2007-12-06 05:24:56 · 9 answers · asked by Luke 3 in Arts & Humanities History

9 answers

Fozzed and Anoldmick have given you excellent answers - plenty there for a good essay.

The only thing I would add is that there were a small number of people who tried their level best to alleviate the suffering of the Irish people during the famine.

The Society of Friends (the Quakers), raised large sums of money in England to open soup kitchens in Ireland to try to feed the starving population.

A very small number of Irish landlords became bankrupt in their efforts to feed the hungry, but overall, the lack of help from within the country, and from the British government was shameful.

2007-12-06 06:59:01 · answer #1 · answered by Anonymous · 1 0

Fozzled gives an excellent answer; perhaps I can summarize: The Irish had become very, very dependent on potatoes by the early 1840s. There is one variety that grew very readily in Ireland and demanded minimal tending as it grew. The variety is known as the "lumper". The problem with the lumper is that it has a very high moisture content. In Ireland's naturally damp climate, that was a prescription for disaster.
In 1845 a fungus attacked the potato crop with stunning ferocity. A healthy potato would be turned into a black, inedible mess overnight. And so dependent upon the lumper was the population that hundreds of thousands died because they had nothing else to eat.
Some Irish blamed the English. So strained were relations between Ireland and England that it was quite easy for Irish folks to believe the English had somehow caused the blight and then acted to ensure its terrible toll. The English didn't do it, but nonetheless, the results of the potato blight caused by that fungus I mentioned were profound. There was a great wave of Irish immigration to America in the following years. It was leave or starve, basically. It's so terribly ironic at how America was so richly blessed through the sorrow that struck Ireland. The Irish have always been amongst the most industrious and most innovative amongst us - and yes, I am of Irish descent...but I have to admit my ancestor came to Virginia in 1740. Still - Erin go Bragh!

2007-12-06 05:44:02 · answer #2 · answered by Anonymous · 2 1

Tell her to go on google and type in irish famine 1845 there will be loads and loads of information there that will give her enough for a great essay.

2007-12-06 05:33:58 · answer #3 · answered by Jackie B 2 · 2 0

Fozzled, Anoldmick and Dream On all gave very good answers.

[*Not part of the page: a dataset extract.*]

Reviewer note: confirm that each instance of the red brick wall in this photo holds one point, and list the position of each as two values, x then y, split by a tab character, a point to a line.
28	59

I would also like to add that many people were evicted from their homes during the Great hunger because they could not pay their rent, some were deported to Australia because they ate the food that was supposed to pay the rent.

The Quakers tried very hard to help the poor in Ireland during the Great hunger.

Calcutta, Bombay (India), Jamaica, Florence (Italy), Antigue (France), Barbados and The Choctaw tribe (North America) all tried to help Ireland during the Great hunger.

Have a look at this video it might help

2007-12-06 10:06:29 · answer #4 · answered by followthebird 2 · 1 0

Greedy Rich British landowners, mainly English took over the place and wouldn't give the natives food or water, that is one of the reasons why a lot of Irish people emigrated to other parts of the world and why there is still resentment even to this day against Anglos.

2007-12-06 05:32:17 · answer #5 · answered by Mick77 2 · 3 0

Potatoes where the staple diet of the poor in England and Ir land The famine was caused by the Potato Blight and a lot of people in both countries died of starvation but for some mystical reason the English always get blamed by the Irish for it.

2007-12-06 07:10:57 · answer #6 · answered by Anonymous · 0 2

Basically us Irish Catholics starved to death as the potato blight destroyed our only food source ,"spuds". And we still had to give grain to the British bastards for our taxes even though they could have saved a million Irish people and instead of saving us they condemned us.

2007-12-06 08:35:54 · answer #7 · answered by Matty 2 · 2 0

he 'Great Hunger' was one of many famines in Ireland during the first half of the nineteenth century, but the size of the disaster dwarfed those that preceded it. A contemporary comment was that "God sent the blight, but the English made the famine: and to some extent this was true because the governments of both Peel and Lord John Russell did little to help the Irish population.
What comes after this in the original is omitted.